Kinematic and thermodynamic effects on liquid lithium sputtering

Lithium sputtering yields of D+, H+, He + and Li+ on D-saturated liquid lithium and liquid tin-lithium at 45-degree incidence have been measured and modeled in the energy range of 100–1000 eV. These sputtering yields are also measured as a function of target temperature ranging from 200–420°C. In addition the secondary sputtered ion fraction under various conditions are measured as well. The Ion-surface InterAction Experiment (IIAX) is designed to measure the lithium-sputtering yield in liquid phase from bombardment with a Colutron Ion source. The lithium sample is treated with a deuterium plasma from a hollow cathode source. Measurements also include bombardment of non D-treated lithium surfaces.; Results suggest that preferential sputtering of deuterium atoms over lithium atoms in D-treated samples significantly decrease the absolute sputtering yield of lithium by at least 60% in the case of He+ bombardment. The secondary sputtered ion fraction for lithium bombardment has been measured for a variety of incident particle energies and sample temperatures. The fractions measured vary from 55–70%. Liquid lithium sputtering at or just above the melting point shows little difference between solid and liquid phase sputtering. As the temperature is raised a non-linear enhancement is noted in the lithium-sputtering yield from various bombardment conditions for both liquid lithium and liquid tin-lithium. The enhancement measured in IIAX is caused by a combination of temperature-dependent effects.
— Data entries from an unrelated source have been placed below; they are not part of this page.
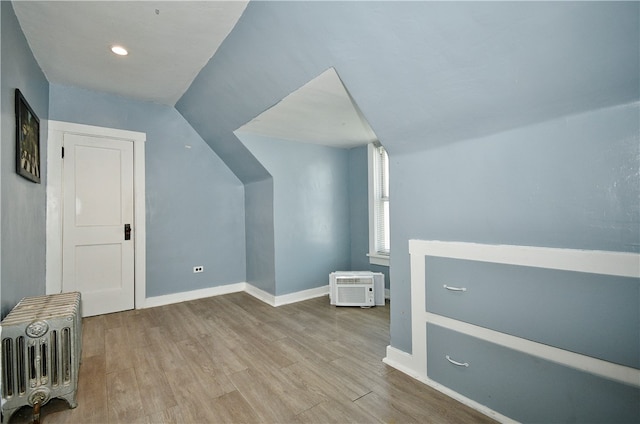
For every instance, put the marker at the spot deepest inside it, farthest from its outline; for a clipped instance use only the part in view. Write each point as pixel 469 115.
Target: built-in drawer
pixel 592 314
pixel 523 387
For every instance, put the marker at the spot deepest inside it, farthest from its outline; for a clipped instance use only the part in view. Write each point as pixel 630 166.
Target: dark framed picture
pixel 27 140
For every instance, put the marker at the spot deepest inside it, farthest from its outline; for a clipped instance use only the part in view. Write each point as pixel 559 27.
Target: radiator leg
pixel 36 413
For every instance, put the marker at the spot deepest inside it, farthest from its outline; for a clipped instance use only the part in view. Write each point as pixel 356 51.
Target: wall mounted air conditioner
pixel 356 288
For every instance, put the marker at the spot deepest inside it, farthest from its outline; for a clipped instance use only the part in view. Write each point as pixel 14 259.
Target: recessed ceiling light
pixel 119 50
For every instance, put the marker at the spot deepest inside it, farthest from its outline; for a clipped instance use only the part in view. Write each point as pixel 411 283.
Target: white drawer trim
pixel 622 264
pixel 616 372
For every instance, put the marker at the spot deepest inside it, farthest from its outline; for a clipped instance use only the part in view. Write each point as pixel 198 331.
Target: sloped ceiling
pixel 168 42
pixel 320 112
pixel 422 73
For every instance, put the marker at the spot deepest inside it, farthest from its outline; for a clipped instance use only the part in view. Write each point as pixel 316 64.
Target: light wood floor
pixel 235 359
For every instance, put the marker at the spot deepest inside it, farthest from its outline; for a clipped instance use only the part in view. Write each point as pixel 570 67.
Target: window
pixel 379 244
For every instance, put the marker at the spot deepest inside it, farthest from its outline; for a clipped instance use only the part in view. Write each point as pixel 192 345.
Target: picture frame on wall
pixel 27 140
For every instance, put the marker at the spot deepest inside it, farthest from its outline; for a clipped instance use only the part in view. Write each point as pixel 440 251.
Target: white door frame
pixel 57 129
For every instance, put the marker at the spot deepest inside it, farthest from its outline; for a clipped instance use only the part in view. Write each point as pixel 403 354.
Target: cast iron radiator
pixel 41 349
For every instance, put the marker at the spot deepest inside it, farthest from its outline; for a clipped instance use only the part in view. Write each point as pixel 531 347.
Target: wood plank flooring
pixel 234 359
In addition, the evaporation flux measured in IIAX indicates coverage by segregated oxygen from the sample bulk. Other results include lithium-sputtering results under high-flux conditions (i.e. tokamak exposures) are consistent with lithium sputtering results in IIAX for solid lithium and temperatures near or at the melting temperature. All experimental results are complemented with Monte Carlo simulations using VFTRIM-3D, where a fractal dimension equal to 2.00, consistent with a flat surface, is used for the liquid phase cases. In addition to simulations analytical and semi-empirical models have been developed to help explain lithium-sputtering reductions by deuterium treatment and lithium-sputtering enhancement by possible thermal or displacement spike effects, among other mechanisms.